Louis-Pierre Côté
Argent
Les records se succèdent dans le domaine immobilier à Montréal, grâce notamment à la forte présence des premiers acheteurs dans le marché.
En mars, la Chambre immobilière du Grand Montréal a enregistré 6003 transactions résidentielles, ce qui est 12% de plus que le précédent record de ventes pour un mois de mars, établi en 2007.
Par rapport à mars 2009, alors que le pays était plongé en récession, le nombre de transactions ventes est supérieur de 38%. Et en comparaison avec 2008, soit avant que la récession ne se pointe, les ventes ont augmenté de 21%.
En mars 2010, toutes les catégories de propriété ont dépassé le niveau des ventes atteint en mars 2008. Les plex ont mené le bal avec une hausse des ventes de 34% (637 transactions), alors que les ventes d'unifamiliales et de copropriétés ont augmenté de 21% ( 3671 ventes) et 17% (1692 ventes), respectivement.
Sur le plan géographique, le secteur de Laval a été le plus actif avec une hausse des ventes de 40% par rapport au niveau atteint en mars 2008.

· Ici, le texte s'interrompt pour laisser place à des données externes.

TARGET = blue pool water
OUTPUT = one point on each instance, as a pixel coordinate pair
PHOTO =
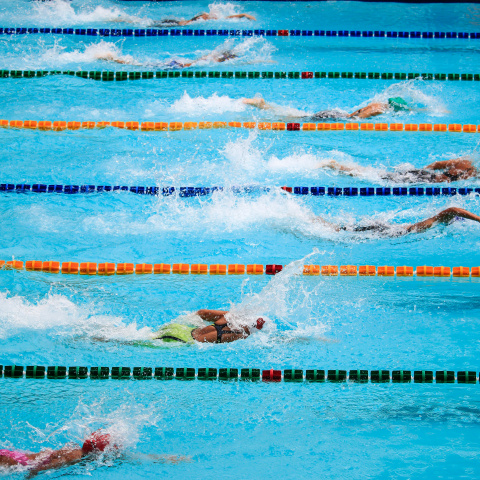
(239, 429)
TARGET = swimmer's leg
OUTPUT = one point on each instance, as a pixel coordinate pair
(445, 216)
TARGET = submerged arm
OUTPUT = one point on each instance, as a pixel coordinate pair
(445, 216)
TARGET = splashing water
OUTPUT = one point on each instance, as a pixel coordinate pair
(98, 51)
(62, 11)
(58, 316)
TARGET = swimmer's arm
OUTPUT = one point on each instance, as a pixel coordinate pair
(211, 315)
(257, 102)
(322, 221)
(243, 15)
(351, 171)
(456, 162)
(58, 459)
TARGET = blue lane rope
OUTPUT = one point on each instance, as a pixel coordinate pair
(154, 32)
(202, 191)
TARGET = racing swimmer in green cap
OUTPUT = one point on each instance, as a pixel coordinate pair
(395, 104)
(219, 332)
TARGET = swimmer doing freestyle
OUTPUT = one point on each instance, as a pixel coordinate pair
(394, 104)
(437, 172)
(217, 57)
(219, 332)
(444, 217)
(172, 22)
(98, 442)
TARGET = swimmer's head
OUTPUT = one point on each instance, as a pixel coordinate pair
(228, 55)
(97, 442)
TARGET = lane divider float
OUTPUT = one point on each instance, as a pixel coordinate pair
(109, 76)
(251, 374)
(92, 268)
(61, 125)
(187, 32)
(203, 191)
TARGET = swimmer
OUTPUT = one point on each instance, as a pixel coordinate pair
(217, 57)
(445, 217)
(394, 104)
(48, 459)
(436, 172)
(171, 22)
(219, 332)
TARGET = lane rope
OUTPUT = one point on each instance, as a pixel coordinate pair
(92, 268)
(122, 76)
(187, 32)
(252, 374)
(61, 125)
(187, 192)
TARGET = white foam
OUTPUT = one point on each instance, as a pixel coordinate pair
(60, 11)
(60, 317)
(102, 50)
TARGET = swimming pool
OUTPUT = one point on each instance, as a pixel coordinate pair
(238, 429)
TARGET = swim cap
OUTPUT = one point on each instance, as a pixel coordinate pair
(97, 442)
(398, 104)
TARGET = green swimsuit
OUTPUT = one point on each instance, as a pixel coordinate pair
(398, 104)
(175, 332)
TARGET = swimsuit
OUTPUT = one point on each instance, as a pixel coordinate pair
(168, 22)
(176, 332)
(16, 455)
(398, 104)
(329, 115)
(411, 176)
(220, 332)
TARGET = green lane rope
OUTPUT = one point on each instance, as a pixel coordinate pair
(121, 76)
(252, 374)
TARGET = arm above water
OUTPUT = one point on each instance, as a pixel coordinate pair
(211, 315)
(243, 15)
(371, 110)
(460, 163)
(57, 459)
(334, 165)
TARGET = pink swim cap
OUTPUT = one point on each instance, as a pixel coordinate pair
(97, 442)
(260, 323)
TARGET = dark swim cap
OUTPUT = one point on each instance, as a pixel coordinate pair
(398, 104)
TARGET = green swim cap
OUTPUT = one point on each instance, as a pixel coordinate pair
(398, 104)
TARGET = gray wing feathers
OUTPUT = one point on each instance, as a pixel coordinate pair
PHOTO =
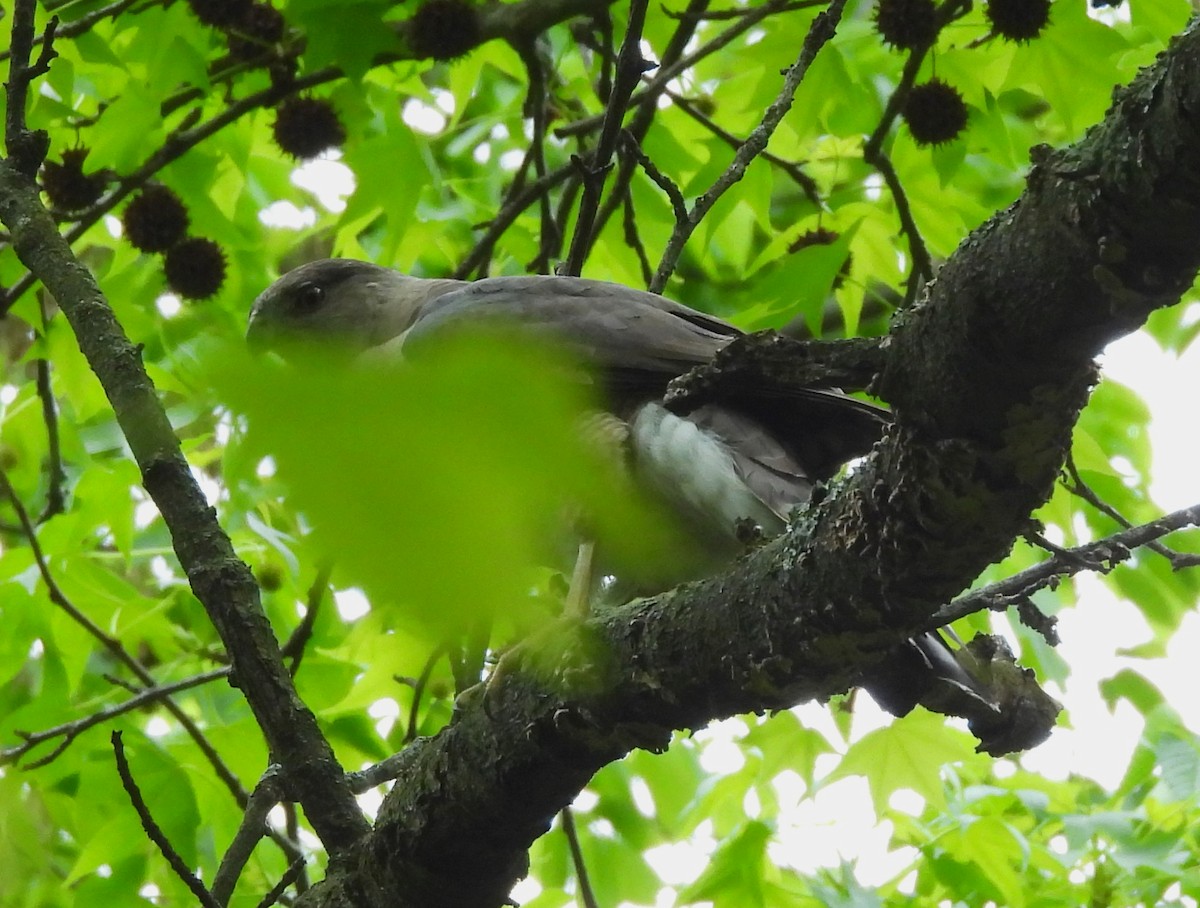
(613, 326)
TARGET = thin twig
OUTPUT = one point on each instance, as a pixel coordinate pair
(1079, 488)
(509, 212)
(250, 833)
(642, 119)
(377, 774)
(874, 155)
(114, 647)
(154, 831)
(186, 137)
(77, 26)
(666, 73)
(27, 148)
(630, 67)
(55, 473)
(294, 647)
(823, 28)
(724, 14)
(581, 867)
(292, 875)
(419, 686)
(70, 731)
(634, 239)
(678, 203)
(807, 184)
(1102, 554)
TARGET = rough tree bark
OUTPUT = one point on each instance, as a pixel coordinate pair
(987, 376)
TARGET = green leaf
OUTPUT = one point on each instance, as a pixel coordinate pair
(907, 753)
(733, 876)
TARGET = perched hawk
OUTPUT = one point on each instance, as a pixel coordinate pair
(751, 457)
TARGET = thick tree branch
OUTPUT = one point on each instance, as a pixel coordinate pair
(219, 578)
(987, 376)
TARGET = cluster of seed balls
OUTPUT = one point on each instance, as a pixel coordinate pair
(935, 110)
(156, 220)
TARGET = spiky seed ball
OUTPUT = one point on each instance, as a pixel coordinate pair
(906, 24)
(443, 29)
(1019, 19)
(259, 26)
(935, 113)
(816, 236)
(306, 126)
(282, 71)
(195, 268)
(155, 221)
(219, 13)
(66, 185)
(269, 576)
(822, 236)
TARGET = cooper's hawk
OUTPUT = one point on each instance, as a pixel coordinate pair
(750, 458)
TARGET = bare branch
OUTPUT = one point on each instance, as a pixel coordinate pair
(581, 867)
(154, 831)
(252, 829)
(630, 67)
(825, 25)
(1101, 555)
(70, 731)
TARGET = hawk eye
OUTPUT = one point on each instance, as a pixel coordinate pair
(309, 296)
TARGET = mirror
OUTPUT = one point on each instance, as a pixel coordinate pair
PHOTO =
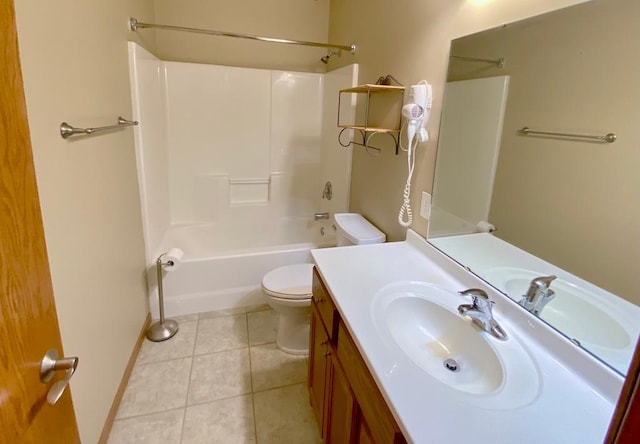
(563, 205)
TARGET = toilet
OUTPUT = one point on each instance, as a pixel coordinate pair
(288, 289)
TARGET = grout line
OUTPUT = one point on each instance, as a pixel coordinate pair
(253, 401)
(249, 351)
(186, 400)
(211, 401)
(147, 414)
(219, 351)
(291, 384)
(255, 422)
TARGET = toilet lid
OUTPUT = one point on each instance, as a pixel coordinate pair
(290, 281)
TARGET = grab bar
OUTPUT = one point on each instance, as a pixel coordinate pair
(609, 138)
(67, 130)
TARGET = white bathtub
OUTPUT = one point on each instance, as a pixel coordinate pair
(220, 272)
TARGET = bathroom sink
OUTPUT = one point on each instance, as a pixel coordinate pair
(576, 311)
(420, 324)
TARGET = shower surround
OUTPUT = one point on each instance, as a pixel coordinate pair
(231, 166)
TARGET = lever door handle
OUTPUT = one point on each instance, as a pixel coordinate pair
(49, 365)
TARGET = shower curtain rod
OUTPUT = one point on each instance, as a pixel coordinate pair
(499, 62)
(134, 24)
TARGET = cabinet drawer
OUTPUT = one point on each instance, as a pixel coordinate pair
(373, 406)
(325, 306)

La région de Vaudreuil-Soulanges suit avec une progression des ventes de 25%, alors que la Rive-Nord, la Rive-Sud et l'Île de Montréal ont enregistré des croissances respectives de 21%, 20% et 17% par rapport à mars 2008.
Des prix aussi en hausse
En termes de prix, toutes les catégories de propriété ont enregistré une hausse en mars 2010 comparativement à mars 2009.
La Chambre immobilière du Grand Montréal a calculé que le prix médian d'une maison unifamiliale s'est établi à 245 000$, pour une croissance de 9%. La copropriété et les plex ont quant à eux vu leur prix médian augmenter de 10%, se fixant à respectivement 202 500$ et 375 000$.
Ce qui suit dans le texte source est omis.